Column names, column description, and percentage of sites with data for each feature for lake file.
| SALT_ID | Internal lake ID number | 100% |
| FileName | File name | 100% |
| Common.Name | Name of lake or reservoir that is commonly used. | 100% |
| Latitude (decimal degrees) | Latitudinal coordinate of lake | 100% |
| Longitude (decimal degrees) | Longitudinal coordinate of lake | 100% |
| Continent | Geographic location of lake | 100% |
| Country | Geographic location of lake | 100% |
| State | Abbreviation of state or province (only for North American lakes) | 69.1% |
| Area.km2 | Surface area of lake | 100% |
| Depth.m | Maximum depth of lake | 66.4% |
| LakeType | Type of lake: natural or reservoir | 100% |
| YearMin | Start year of dataset | 100% |
| YearMax | End year of dataset | 100% |
| YearsTotal | Total years of dataset coverage | 100% |
| MeanCl.mgL | Mean chloride concentration | 100% |
| OutliersRemoved | Number of outliers removed from original data | 100% |
| ShapefileMethod | Method used to obtain shapefile. Either: circle, GLWD, manual, NHD, or NHN. | 100% |
| CoastDist.km | Distance to the nearest coastline | 100% |
| WetDryDep | Sea salt deposition in kg ha−1 yr−1 (sum of wet and dry deposition) | 100% |
| Precip.mm | Mean annual total precipitation from 1960 to 1990 | 100% |
| TempMMM | Long-term mean monthly temperatures from 1960 to 1990. MMM represents the month of the year. | 100% |
| RoadDensityXXX | Road density, where XXX represents 100, 200, 300, 400, 500, 1,000, and 1,500-m buffer zones surrounding the lake. Measured in km km−2. | 100% |
| LandImperviousBinXXX | Impervious surface, where XXX represents 100, 200, 300, 400, 500, 1,000, and 1,500-m buffer zones surrounding the lake. Calculated from datasets with binary pixels via Method 1 (see above). Measured in percent. | 69.2% |
| LandImperviousPerXXX | Impervious surface, where XXX represents 100, 200, 300, 400, 500, 1,000, and 1,500-m buffer zones surrounding the lake. Calculated from datasets with percentage pixels via Method 2 (see above). Measured in percent. | 92.9% |
Column name and description for lake chloride data file.

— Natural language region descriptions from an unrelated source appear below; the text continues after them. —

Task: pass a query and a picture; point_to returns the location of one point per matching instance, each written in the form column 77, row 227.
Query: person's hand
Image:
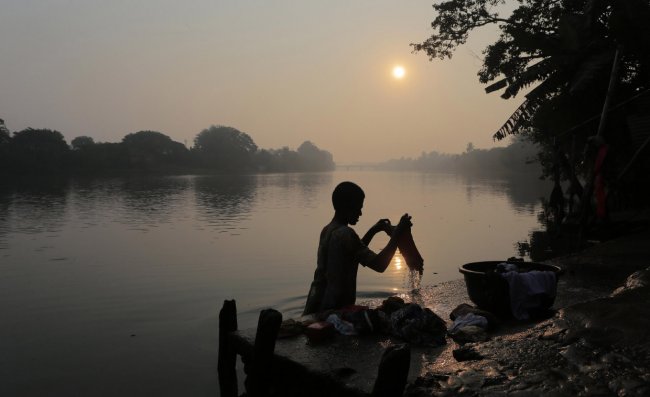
column 403, row 225
column 383, row 225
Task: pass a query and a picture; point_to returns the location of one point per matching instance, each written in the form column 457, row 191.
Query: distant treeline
column 517, row 158
column 215, row 149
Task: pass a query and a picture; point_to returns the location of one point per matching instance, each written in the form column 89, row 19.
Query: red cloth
column 410, row 252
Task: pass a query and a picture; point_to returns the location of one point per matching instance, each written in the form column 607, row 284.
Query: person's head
column 347, row 199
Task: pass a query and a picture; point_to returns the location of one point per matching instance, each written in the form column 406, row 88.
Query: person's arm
column 383, row 258
column 383, row 225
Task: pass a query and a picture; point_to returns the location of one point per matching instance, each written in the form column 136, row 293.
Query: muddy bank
column 596, row 343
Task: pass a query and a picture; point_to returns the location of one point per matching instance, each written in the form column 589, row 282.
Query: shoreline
column 594, row 344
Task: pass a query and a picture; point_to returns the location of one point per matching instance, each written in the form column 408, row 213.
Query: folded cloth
column 467, row 320
column 342, row 326
column 530, row 290
column 507, row 267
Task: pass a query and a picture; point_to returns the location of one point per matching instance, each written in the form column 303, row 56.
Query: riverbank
column 595, row 343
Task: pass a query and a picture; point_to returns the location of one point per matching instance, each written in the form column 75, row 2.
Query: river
column 112, row 286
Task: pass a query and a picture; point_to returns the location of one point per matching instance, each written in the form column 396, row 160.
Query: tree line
column 520, row 157
column 215, row 149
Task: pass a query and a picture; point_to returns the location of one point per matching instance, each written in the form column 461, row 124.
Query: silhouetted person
column 340, row 251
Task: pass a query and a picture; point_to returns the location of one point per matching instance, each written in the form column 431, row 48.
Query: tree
column 562, row 52
column 315, row 159
column 81, row 142
column 37, row 150
column 225, row 148
column 152, row 149
column 4, row 133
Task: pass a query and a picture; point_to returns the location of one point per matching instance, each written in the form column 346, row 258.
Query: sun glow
column 399, row 72
column 398, row 262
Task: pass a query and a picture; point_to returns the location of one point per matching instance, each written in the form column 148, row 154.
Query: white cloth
column 527, row 290
column 467, row 320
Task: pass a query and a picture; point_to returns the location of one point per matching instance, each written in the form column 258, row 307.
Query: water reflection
column 223, row 201
column 522, row 192
column 34, row 206
column 151, row 201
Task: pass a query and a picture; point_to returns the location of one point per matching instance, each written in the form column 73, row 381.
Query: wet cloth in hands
column 529, row 291
column 410, row 252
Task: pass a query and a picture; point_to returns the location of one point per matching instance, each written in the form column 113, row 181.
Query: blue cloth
column 529, row 290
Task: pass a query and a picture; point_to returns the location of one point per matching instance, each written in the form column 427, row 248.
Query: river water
column 112, row 286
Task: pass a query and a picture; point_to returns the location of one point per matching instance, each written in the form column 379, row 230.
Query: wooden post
column 393, row 371
column 259, row 378
column 227, row 355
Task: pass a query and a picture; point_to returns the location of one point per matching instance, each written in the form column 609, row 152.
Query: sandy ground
column 595, row 344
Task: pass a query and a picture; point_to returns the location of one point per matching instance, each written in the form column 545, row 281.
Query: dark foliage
column 217, row 149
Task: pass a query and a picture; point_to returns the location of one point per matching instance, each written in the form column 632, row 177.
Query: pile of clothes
column 408, row 321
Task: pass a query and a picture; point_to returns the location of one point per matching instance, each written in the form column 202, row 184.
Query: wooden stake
column 227, row 355
column 393, row 371
column 259, row 380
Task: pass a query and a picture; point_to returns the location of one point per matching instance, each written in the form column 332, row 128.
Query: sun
column 399, row 72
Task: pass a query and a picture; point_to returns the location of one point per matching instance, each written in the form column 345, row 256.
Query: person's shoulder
column 345, row 232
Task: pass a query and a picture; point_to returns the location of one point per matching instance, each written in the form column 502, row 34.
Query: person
column 340, row 251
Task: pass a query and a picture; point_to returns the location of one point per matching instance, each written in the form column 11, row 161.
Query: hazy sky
column 282, row 71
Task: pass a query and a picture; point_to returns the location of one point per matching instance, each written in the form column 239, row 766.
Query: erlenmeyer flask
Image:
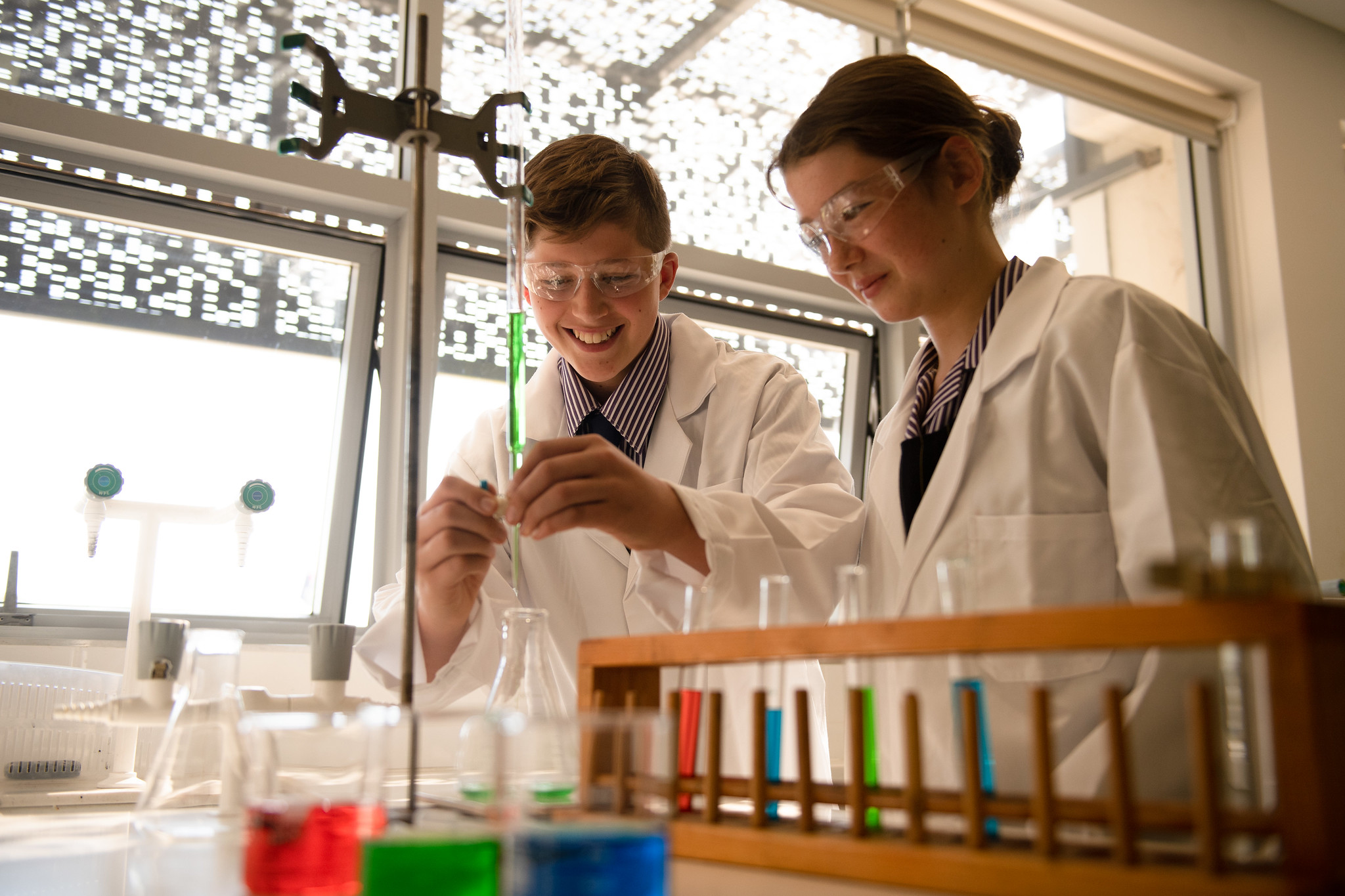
column 544, row 765
column 186, row 826
column 525, row 680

| SALT_ID | Internal lake ID number |
| FileName | File name |
| Common.Name | Name of lake or reservoir that is commonly used |
| Station | Sampling station ID. The ID is program specific and is included to cross-reference sites with original sources. For some lakes, data are present from multiple stations. |
| Sample.Date | Date of sample collection. All data were collected on discrete days, with the exception of early data from Lake Mendota and Monona (see Methods). |
| Sample.Depth | Depth of sample collection |
| Chloride | Chloride concentration in mg l−1 |
| Decimal.Date | Sample date provided as decimal value |
| Std.Chloride | Chloride concentration provided as a standardized z-score value, which was calculated for each lake |
| Integrated.Depth | Is TRUE if sample was integrated over a portion of the water column. Is FALSE otherwise. If a sample depth is given, this was the starting depth of sampling. |
Figure 3Time series of chloride concentrations in Lake Constance and Vänern. Data points are colored by lake depth.

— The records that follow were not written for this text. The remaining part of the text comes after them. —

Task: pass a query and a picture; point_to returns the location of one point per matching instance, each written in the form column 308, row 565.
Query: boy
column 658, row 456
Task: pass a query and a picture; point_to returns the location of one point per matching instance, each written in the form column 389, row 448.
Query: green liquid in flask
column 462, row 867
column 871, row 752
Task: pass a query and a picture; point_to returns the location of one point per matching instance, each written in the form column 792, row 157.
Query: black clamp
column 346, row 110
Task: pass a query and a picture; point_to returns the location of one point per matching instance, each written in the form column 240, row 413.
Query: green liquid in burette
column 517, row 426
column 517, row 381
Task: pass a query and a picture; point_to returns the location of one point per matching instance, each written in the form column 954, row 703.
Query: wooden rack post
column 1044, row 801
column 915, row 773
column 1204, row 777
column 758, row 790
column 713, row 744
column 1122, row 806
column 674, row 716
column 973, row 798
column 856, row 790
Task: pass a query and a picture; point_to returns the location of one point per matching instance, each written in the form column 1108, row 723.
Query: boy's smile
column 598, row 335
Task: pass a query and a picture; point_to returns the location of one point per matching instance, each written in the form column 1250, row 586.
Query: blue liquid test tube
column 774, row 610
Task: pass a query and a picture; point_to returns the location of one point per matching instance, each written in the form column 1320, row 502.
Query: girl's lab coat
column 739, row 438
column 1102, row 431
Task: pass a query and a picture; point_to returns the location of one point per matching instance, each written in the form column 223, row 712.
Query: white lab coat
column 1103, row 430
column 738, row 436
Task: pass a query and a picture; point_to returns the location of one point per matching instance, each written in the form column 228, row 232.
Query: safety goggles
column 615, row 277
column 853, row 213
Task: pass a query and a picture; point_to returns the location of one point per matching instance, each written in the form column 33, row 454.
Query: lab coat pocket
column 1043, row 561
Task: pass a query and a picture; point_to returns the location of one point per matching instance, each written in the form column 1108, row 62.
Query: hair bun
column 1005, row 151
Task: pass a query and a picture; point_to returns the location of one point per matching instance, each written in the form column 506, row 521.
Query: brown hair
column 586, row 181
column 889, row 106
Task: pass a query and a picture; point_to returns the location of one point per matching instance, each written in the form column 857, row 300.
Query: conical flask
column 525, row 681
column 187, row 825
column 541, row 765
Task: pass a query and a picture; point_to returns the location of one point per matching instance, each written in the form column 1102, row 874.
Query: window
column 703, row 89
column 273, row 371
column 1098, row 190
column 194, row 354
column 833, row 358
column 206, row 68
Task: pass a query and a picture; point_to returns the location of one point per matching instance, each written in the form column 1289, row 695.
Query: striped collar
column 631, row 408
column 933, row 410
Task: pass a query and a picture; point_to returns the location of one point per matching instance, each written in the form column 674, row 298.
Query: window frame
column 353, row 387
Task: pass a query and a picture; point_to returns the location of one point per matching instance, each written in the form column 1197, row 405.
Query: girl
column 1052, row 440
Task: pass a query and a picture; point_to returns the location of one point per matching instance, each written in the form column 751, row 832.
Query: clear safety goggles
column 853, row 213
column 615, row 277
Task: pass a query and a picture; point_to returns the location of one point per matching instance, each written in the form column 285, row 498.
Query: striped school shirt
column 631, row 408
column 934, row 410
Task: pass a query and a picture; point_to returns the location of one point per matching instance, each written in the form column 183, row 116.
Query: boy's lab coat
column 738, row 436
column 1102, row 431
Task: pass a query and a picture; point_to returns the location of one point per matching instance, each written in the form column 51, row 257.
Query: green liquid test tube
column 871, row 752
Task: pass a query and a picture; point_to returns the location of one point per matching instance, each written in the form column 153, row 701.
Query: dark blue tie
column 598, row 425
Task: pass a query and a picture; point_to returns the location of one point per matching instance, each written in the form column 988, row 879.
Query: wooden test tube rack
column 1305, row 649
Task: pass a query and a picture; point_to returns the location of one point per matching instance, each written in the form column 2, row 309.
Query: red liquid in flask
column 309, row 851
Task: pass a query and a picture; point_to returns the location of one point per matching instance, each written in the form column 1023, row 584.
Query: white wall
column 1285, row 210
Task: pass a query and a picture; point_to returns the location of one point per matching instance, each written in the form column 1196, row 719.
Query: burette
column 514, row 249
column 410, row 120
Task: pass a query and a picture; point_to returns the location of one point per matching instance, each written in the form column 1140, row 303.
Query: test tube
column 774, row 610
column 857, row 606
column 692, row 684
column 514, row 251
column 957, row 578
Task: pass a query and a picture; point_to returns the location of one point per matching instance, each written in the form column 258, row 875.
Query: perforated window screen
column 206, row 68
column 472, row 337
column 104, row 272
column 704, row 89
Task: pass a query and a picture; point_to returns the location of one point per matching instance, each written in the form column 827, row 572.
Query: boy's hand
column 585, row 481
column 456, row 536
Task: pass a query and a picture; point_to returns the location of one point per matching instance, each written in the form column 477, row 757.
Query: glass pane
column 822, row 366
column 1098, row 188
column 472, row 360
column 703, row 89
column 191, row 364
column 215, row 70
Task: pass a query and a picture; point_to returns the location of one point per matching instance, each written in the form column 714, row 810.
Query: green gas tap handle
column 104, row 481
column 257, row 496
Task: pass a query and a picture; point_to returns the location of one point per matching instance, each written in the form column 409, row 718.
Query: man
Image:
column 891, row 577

Figure 4Comparison of the two methods of quantifying impervious surface in 100–1,500-m buffer zones around all US lakes in the database.

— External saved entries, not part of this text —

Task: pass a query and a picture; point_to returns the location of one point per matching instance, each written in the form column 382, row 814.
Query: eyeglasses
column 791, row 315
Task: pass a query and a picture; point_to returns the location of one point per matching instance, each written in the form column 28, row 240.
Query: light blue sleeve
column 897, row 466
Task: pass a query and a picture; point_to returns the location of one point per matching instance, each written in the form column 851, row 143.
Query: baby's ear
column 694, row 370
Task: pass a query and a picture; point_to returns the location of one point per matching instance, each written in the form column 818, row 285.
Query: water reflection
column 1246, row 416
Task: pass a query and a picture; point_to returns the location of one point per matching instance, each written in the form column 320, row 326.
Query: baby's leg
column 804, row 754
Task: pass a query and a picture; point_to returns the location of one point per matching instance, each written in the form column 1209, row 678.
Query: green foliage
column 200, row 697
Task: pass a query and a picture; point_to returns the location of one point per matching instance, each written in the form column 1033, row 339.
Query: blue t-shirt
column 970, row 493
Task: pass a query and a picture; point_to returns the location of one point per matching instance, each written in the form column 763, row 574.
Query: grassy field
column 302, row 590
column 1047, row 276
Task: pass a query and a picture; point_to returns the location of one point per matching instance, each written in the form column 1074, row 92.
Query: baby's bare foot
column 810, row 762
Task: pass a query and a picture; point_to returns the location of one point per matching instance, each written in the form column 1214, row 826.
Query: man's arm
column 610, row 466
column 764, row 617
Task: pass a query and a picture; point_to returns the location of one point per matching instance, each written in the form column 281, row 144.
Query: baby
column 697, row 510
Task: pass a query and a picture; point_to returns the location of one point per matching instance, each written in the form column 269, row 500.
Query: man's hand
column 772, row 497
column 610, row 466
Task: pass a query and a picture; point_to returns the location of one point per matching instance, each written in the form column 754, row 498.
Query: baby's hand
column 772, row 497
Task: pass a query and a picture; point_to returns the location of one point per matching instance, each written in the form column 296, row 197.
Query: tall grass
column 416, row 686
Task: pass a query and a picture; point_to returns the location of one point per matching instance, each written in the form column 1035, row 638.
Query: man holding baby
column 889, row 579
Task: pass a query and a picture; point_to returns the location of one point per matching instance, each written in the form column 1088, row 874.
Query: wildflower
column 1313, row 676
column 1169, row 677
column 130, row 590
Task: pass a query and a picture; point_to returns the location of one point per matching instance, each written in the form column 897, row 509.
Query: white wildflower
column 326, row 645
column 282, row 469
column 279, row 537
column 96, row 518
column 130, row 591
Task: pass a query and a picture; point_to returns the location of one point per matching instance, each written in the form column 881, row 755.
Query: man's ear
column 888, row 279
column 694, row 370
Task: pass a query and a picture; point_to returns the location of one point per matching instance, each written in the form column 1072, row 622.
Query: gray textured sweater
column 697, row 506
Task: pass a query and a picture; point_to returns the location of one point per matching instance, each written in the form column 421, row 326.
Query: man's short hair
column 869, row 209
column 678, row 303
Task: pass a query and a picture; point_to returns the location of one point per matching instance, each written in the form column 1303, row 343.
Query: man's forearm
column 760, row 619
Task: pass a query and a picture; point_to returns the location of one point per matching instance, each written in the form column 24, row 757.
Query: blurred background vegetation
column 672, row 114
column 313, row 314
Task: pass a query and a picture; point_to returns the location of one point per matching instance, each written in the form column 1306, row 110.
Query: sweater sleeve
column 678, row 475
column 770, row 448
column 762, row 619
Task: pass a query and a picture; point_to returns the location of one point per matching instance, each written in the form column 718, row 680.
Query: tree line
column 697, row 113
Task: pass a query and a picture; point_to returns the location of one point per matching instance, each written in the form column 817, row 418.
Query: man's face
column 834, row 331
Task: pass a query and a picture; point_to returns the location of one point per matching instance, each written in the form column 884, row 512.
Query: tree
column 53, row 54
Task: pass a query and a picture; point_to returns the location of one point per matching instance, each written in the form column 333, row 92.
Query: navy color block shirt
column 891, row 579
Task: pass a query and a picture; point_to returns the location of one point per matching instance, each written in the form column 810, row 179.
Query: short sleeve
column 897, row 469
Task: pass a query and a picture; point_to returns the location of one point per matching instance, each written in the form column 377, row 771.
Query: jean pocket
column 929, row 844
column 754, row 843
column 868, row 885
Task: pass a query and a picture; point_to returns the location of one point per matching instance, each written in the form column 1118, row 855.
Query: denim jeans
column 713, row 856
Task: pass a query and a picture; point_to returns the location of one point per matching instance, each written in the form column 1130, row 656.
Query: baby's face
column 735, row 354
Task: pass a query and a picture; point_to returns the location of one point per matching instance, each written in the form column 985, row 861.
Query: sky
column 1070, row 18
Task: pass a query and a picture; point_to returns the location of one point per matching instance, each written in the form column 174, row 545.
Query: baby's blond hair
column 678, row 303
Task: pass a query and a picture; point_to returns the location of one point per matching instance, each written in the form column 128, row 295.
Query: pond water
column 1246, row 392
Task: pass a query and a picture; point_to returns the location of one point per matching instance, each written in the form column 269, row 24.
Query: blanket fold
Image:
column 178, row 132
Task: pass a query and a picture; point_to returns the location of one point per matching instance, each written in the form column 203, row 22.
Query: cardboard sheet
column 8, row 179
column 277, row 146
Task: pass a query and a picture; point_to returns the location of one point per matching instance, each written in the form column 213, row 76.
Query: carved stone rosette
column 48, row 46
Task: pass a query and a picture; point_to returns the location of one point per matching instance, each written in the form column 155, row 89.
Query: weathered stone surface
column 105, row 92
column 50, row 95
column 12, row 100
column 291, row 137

In Method 1, each pixel is a Boolean value (TRUE, impervious; FALSE, not impervious). In Method 2, each pixel is quantified as percent impervious surface from 0–100%.
Figure 5Comparison of impervious surface and road density calculations for Trout Lake and Lake Wingra, Wisconsin, USA.
Values are given for a 500-m buffer. Impervious surface calculations via Method 1 have higher absolute values than Method 2, but relative differences are similar (see Fig. 4).